This the first year the Graduate and Professional Student Assembly has offered travel grants.

In early November, graduate student Katalin Medvedev traveled to Portland, Ore., and presented her theories about clothing to an international audience.

Presenting at the conference was a vital part of her graduate learning, she said, but she could not have attended without a $400 travel grant from the Graduate and Professional Student Assembly.

“I’m eternally grateful, and I think this program should go on and more money should be allocated to it,” she said. “For the first time in my life, I feel that my student fees actually gave me something.”

This is the first year GAPSA has offered a travel grant program for graduate students so they can present their work at conferences around the country. The program is so popular that GAPSA is struggling to keep up with the high demand, said Karen Buhr, executive vice president for GAPSA.

The group has already awarded more than $9,000 in three months – more than half the travel grant budget for the entire year, said Mark Bellcourt, the vice president for grants. Thirty-one graduate students have already received travel grants at an average of $320 each, he said.

“It’s been amazingly successful,” said Buhr, who is also on the Grants Committee. “We’ve had so many applications.”
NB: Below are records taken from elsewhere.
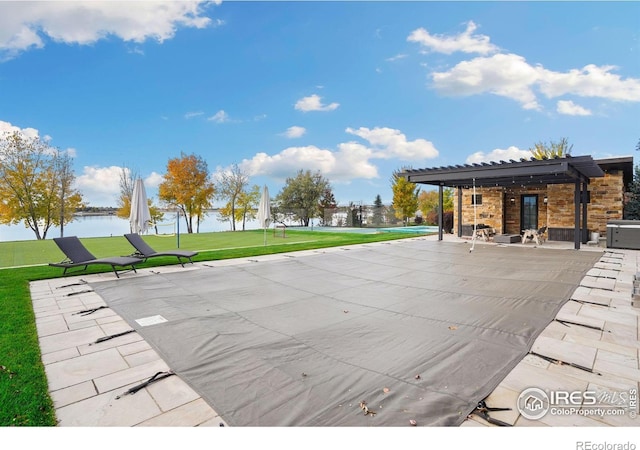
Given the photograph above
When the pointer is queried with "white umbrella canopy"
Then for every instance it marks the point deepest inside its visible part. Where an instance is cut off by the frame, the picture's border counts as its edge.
(264, 211)
(140, 216)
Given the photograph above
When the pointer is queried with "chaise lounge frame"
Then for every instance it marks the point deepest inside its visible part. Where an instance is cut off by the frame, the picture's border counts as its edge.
(77, 255)
(144, 251)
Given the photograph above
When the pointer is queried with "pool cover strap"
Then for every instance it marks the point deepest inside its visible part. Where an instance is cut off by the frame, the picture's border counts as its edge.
(483, 410)
(157, 377)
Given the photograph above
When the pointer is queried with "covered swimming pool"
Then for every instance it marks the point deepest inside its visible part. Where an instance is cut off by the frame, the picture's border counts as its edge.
(417, 329)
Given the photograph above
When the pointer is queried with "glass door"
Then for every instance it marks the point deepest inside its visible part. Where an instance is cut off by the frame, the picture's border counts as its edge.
(529, 212)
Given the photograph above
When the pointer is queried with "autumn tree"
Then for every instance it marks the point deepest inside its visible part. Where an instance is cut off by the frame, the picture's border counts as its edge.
(327, 206)
(36, 184)
(231, 185)
(552, 149)
(301, 196)
(188, 187)
(378, 211)
(405, 196)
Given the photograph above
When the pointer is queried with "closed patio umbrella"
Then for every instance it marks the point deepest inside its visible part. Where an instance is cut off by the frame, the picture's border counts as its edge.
(140, 216)
(264, 211)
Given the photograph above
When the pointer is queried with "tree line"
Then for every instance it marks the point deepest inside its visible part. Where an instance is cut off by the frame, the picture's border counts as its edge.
(36, 188)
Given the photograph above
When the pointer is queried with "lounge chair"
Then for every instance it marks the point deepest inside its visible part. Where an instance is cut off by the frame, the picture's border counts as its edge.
(77, 255)
(144, 251)
(535, 235)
The program is successful in part because conferences are a great way for graduate students to get their feet in the door, GAPSA President Abu Jalal said.

“The first contacts you get, the networking that you get is through those conferences,” he said.
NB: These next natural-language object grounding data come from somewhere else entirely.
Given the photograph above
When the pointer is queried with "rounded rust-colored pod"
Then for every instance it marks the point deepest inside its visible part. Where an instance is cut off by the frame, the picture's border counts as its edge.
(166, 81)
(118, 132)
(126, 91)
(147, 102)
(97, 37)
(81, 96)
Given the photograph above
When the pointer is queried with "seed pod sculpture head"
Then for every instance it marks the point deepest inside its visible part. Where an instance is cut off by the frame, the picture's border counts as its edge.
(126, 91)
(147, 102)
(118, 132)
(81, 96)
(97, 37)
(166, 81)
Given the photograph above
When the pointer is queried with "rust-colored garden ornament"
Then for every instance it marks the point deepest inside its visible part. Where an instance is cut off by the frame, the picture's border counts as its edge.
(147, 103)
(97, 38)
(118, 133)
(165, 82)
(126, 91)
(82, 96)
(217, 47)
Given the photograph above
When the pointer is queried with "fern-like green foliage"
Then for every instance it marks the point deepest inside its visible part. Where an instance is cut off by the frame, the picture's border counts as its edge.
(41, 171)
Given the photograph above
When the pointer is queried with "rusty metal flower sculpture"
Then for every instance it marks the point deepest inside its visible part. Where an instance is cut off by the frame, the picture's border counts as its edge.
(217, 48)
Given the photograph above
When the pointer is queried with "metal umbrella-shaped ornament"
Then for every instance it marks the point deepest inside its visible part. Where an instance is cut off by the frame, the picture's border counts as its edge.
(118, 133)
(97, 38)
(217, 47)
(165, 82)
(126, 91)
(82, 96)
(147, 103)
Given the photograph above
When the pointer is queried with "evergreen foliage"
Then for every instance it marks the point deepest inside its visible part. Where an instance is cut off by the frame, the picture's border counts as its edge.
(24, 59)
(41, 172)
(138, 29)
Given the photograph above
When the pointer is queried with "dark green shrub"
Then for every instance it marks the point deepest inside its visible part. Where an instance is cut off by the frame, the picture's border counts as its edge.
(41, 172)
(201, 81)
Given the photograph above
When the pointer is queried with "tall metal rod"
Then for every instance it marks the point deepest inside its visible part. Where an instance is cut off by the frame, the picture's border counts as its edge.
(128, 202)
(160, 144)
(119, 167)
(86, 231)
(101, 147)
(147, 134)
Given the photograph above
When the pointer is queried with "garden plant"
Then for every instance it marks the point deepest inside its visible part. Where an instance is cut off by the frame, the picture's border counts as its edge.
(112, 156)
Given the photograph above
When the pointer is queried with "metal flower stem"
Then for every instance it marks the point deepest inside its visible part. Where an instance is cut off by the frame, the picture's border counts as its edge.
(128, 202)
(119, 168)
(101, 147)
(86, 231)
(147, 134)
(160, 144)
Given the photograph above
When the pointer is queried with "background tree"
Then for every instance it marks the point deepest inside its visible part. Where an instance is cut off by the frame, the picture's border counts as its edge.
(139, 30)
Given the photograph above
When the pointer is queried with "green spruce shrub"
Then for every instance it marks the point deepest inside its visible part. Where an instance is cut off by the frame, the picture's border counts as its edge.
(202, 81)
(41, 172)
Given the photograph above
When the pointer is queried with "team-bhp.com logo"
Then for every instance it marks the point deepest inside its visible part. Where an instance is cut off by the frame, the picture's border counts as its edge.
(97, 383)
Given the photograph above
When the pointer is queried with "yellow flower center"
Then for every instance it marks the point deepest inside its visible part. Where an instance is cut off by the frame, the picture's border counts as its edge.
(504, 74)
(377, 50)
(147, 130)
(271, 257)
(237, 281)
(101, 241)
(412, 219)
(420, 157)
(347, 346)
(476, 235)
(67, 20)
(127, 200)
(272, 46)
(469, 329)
Jalal also said it gives graduate students the opportunity to present their findings and represent their school.

“You have to have your face present it; you have to have your face visible,” he said. “(Then), they’ll see Minnesota people doing something good, and maybe they’ll hire (that) person.”

Buhr also said the demand is so high because traveling to conferences can be expensive, and there aren’t many other places that will fund a graduate student to go and present at a conference.
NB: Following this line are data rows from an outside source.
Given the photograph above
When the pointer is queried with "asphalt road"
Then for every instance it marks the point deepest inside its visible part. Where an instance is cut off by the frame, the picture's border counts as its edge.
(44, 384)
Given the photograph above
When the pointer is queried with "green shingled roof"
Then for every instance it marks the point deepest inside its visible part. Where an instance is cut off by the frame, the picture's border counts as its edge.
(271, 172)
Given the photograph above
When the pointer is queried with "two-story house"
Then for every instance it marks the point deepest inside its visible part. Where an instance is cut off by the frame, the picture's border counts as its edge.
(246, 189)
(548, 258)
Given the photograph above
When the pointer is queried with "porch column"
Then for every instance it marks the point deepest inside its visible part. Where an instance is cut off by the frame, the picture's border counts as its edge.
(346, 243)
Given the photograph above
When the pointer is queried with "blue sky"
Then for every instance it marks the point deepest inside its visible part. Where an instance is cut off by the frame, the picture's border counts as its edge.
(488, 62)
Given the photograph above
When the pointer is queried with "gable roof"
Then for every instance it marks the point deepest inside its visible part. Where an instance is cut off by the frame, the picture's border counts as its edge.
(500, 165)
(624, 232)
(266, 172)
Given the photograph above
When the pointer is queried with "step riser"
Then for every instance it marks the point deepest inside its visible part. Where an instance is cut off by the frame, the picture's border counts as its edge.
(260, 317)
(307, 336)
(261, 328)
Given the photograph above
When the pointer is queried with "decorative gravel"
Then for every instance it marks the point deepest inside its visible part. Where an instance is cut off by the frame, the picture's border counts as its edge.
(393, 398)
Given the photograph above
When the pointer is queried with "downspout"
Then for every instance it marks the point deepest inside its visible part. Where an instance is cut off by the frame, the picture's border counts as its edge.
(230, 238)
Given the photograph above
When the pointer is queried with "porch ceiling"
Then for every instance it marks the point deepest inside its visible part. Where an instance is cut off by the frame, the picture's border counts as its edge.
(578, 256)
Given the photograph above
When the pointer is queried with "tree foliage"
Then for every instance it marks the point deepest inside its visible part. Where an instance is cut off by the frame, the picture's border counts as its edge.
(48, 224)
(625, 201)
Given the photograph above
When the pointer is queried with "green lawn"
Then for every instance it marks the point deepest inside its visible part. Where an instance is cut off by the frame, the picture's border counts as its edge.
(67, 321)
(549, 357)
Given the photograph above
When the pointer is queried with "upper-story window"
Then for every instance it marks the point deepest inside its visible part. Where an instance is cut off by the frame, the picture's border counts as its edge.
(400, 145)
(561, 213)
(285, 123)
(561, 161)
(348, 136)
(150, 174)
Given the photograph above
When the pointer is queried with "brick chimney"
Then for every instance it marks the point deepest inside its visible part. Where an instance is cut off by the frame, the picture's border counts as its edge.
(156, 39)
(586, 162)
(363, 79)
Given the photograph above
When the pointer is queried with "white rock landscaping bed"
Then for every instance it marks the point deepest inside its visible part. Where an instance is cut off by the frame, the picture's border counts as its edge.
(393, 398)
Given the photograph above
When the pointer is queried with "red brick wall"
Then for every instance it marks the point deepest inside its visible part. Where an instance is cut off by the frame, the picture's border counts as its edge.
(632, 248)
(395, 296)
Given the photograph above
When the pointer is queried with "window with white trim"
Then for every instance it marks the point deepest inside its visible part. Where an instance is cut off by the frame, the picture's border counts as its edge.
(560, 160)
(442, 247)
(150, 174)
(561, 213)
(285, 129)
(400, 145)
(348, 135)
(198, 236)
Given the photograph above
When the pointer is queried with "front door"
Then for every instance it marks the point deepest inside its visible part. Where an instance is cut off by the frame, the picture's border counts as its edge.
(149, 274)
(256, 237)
“That’s a crucial part of the grad student experience, and that wasn’t being funded anywhere else,” she said. “There was just a real need.”

Buhr said many departments don’t offer travel grants for graduate students because they don’t have much money. But with a GAPSA travel grant, graduate students might get extra leverage to convince their departments to give them money.

Because of the program’s success, GAPSA plans to ask for more money from the fees committee to give more graduate students the opportunity to travel next year, Buhr said.